What am I going to do with all that honey you may ask? Well, obviously I’ll put a lot of it in pint jars and give to friends and family (yes, you can have one, remind me next time you see me if I don’t have one in my hand for you), but I had another idea, as well. My friend Scott Simpson recently opened a restaurant (The Jones) with Jason Jones, a sous chef for The Herbfarm, one of the jewels of the Pacific Northwest. Michelle and I had drinks and appetizers there last week and the food was out of hand phenomenal, I had to stop chewing to just let the waves of pleasure wash subside.
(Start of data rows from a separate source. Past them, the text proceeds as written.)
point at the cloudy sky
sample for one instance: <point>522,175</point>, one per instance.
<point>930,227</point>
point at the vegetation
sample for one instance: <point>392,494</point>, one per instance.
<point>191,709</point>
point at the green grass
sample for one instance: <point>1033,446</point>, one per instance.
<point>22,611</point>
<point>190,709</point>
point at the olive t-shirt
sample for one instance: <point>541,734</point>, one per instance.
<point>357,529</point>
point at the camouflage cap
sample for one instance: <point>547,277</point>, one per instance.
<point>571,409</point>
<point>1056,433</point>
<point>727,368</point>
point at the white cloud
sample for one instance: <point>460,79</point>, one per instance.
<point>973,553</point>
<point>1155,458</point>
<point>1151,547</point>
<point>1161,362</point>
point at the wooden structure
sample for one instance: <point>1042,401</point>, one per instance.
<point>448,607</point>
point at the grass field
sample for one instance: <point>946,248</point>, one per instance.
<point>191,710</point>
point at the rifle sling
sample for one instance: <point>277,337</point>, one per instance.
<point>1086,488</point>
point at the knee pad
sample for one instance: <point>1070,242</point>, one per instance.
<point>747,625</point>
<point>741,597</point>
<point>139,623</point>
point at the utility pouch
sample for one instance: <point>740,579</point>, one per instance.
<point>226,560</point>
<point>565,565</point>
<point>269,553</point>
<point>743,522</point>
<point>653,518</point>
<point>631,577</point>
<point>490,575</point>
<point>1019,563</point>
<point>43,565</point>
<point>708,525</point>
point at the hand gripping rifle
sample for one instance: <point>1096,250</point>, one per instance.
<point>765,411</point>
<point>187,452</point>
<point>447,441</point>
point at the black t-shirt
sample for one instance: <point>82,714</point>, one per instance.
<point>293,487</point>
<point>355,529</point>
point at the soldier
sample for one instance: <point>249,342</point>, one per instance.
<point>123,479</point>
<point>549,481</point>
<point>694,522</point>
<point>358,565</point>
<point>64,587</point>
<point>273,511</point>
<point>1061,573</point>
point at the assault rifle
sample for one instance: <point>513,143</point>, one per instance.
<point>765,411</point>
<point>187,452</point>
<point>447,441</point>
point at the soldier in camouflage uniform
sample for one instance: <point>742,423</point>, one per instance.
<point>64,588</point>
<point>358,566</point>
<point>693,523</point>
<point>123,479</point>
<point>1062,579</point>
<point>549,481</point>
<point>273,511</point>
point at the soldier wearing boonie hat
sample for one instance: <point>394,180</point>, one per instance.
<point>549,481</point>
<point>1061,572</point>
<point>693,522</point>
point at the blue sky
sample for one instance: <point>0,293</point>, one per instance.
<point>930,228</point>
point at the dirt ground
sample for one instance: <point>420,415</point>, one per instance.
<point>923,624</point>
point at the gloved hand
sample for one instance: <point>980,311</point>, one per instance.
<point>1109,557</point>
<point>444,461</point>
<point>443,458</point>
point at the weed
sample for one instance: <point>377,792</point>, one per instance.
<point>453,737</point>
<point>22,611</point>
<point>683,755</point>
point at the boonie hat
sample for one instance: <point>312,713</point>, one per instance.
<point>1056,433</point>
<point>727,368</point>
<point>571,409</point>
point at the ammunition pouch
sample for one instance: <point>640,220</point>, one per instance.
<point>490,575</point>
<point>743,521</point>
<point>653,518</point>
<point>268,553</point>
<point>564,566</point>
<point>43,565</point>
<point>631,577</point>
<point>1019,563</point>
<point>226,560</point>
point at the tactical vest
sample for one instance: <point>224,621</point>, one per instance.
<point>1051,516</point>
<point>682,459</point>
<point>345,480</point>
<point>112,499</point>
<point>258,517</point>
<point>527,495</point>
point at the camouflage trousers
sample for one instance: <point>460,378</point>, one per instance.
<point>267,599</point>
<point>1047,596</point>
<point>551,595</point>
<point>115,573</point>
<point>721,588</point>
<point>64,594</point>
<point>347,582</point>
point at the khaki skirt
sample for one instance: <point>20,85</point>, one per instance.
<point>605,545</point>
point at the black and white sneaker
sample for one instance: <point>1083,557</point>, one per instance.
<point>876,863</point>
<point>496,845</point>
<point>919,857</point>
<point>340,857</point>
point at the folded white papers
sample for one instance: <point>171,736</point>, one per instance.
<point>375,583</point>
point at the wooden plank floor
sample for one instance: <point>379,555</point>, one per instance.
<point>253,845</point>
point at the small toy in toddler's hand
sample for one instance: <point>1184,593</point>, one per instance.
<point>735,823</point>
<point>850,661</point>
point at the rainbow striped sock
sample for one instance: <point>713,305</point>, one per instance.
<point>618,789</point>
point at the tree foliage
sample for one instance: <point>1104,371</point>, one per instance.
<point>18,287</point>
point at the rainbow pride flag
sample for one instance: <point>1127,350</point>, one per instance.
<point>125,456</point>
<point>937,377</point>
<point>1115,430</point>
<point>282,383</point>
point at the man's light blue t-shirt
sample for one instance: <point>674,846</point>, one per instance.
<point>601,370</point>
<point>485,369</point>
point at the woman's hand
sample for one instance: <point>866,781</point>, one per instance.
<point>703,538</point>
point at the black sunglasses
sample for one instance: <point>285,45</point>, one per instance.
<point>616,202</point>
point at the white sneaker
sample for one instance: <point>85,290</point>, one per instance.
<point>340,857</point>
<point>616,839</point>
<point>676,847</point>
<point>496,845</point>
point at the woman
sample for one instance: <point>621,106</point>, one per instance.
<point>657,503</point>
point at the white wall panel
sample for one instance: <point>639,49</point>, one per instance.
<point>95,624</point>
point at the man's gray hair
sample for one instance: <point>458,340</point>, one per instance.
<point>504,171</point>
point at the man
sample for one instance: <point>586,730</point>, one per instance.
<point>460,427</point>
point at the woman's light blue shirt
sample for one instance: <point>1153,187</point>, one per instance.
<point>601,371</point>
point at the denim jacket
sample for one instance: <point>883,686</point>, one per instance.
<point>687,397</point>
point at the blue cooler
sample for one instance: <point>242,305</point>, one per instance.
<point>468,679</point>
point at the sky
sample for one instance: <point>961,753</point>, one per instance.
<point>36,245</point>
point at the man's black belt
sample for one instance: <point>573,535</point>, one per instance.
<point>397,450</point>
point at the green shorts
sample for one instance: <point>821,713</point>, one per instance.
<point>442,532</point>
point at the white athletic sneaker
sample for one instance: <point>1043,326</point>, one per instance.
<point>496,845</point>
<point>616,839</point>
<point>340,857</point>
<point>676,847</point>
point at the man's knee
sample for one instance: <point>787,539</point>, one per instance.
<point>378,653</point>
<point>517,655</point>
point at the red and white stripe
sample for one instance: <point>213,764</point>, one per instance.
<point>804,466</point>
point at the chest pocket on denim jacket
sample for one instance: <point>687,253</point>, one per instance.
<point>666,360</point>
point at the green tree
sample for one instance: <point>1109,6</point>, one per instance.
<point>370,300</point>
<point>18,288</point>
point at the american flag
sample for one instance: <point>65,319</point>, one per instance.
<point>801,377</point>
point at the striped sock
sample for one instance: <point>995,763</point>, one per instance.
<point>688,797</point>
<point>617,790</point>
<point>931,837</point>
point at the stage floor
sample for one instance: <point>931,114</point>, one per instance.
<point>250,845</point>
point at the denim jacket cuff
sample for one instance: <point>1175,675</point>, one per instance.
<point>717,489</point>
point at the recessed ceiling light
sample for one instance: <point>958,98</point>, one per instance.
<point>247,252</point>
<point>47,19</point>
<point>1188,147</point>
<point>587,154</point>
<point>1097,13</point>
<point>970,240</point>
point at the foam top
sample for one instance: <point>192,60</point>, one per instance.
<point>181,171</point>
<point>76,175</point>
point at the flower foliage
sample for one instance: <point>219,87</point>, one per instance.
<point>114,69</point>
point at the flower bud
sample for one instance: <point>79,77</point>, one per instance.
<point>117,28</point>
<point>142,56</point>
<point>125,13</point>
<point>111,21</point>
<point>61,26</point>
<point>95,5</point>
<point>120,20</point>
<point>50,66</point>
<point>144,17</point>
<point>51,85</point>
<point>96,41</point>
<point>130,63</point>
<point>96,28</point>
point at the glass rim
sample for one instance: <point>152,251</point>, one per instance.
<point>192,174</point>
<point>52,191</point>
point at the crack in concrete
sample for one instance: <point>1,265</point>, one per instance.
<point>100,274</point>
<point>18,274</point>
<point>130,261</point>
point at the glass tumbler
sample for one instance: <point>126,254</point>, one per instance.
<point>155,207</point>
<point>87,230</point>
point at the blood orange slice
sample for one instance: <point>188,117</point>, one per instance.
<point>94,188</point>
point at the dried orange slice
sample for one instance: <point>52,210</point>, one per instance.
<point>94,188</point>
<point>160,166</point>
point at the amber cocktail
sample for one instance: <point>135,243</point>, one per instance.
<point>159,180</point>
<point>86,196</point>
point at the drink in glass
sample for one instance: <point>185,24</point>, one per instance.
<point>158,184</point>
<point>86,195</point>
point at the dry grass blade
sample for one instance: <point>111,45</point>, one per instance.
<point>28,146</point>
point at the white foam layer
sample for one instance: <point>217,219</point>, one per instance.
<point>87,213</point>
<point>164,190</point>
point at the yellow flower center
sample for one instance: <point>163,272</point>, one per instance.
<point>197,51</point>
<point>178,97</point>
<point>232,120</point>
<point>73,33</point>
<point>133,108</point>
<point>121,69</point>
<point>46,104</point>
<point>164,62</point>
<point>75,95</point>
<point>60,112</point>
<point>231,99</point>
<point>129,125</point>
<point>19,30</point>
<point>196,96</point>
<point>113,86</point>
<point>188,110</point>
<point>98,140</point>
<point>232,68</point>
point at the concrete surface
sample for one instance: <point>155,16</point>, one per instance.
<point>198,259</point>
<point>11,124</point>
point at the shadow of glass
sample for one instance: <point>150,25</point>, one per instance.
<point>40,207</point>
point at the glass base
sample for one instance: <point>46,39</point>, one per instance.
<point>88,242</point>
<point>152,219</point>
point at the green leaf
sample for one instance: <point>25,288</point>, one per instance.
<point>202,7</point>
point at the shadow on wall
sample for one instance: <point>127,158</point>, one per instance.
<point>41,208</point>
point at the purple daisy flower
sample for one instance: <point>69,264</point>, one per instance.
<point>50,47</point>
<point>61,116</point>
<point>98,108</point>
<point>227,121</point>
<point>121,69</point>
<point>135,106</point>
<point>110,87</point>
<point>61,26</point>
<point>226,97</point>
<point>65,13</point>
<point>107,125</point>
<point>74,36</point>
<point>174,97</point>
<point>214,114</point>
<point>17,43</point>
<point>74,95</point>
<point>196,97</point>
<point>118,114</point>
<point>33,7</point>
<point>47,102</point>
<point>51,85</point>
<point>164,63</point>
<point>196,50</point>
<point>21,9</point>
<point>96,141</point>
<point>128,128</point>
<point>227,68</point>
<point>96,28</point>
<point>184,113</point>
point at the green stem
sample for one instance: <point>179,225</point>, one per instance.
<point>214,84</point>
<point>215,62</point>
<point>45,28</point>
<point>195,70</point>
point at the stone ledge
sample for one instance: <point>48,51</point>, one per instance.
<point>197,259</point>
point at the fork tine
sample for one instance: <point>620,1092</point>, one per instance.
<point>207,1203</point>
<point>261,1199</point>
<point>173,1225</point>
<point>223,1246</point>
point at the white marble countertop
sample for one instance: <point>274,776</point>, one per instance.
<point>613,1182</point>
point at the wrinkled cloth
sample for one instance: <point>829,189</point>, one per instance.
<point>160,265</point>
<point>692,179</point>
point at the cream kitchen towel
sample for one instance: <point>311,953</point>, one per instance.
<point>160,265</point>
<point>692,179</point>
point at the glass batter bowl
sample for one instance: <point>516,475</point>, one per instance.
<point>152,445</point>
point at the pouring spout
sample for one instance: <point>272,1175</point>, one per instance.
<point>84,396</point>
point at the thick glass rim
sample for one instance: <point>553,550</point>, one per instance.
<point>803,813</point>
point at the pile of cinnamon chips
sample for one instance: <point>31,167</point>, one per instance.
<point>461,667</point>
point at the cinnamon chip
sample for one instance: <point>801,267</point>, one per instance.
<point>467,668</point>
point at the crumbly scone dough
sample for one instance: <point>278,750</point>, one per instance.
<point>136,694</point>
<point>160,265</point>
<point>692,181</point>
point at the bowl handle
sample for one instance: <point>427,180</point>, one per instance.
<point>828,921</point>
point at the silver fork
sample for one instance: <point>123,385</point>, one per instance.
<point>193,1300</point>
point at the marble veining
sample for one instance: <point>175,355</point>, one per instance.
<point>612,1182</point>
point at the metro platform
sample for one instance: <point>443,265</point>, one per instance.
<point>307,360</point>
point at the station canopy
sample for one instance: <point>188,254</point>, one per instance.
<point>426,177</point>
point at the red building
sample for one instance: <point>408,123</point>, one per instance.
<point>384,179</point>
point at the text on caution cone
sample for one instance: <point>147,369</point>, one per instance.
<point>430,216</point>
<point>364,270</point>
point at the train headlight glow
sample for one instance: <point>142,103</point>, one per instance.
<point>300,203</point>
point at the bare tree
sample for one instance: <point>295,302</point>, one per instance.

Anyway, Scott said that if I brought him some honey, he’d put it on the menu. So I got to thinking how cool it would be to ask Jason to come up with a dish or dishes that week that would showcase the honey, then get a group of folks together and have dinner there, and enjoy the fruits of the girls’ labor. I dropped Scott and e-mail to see what he thought. I’m excited.
Sorry I don’t have more of a story about the honey harvest itself. Unlike last year, when Julie harvested it herself, this year I just dropped it off with Terry Beedle and had him take care of it for me. Terry’s quite a character, and I had the opportunity to bend a piece of rebar with my neck the same way Julie did last year, but otherwise the adventure was uneventful. Drive to Duvall, drop off boxes, drive back next day, pick up lots of honey and boxes of empty comb.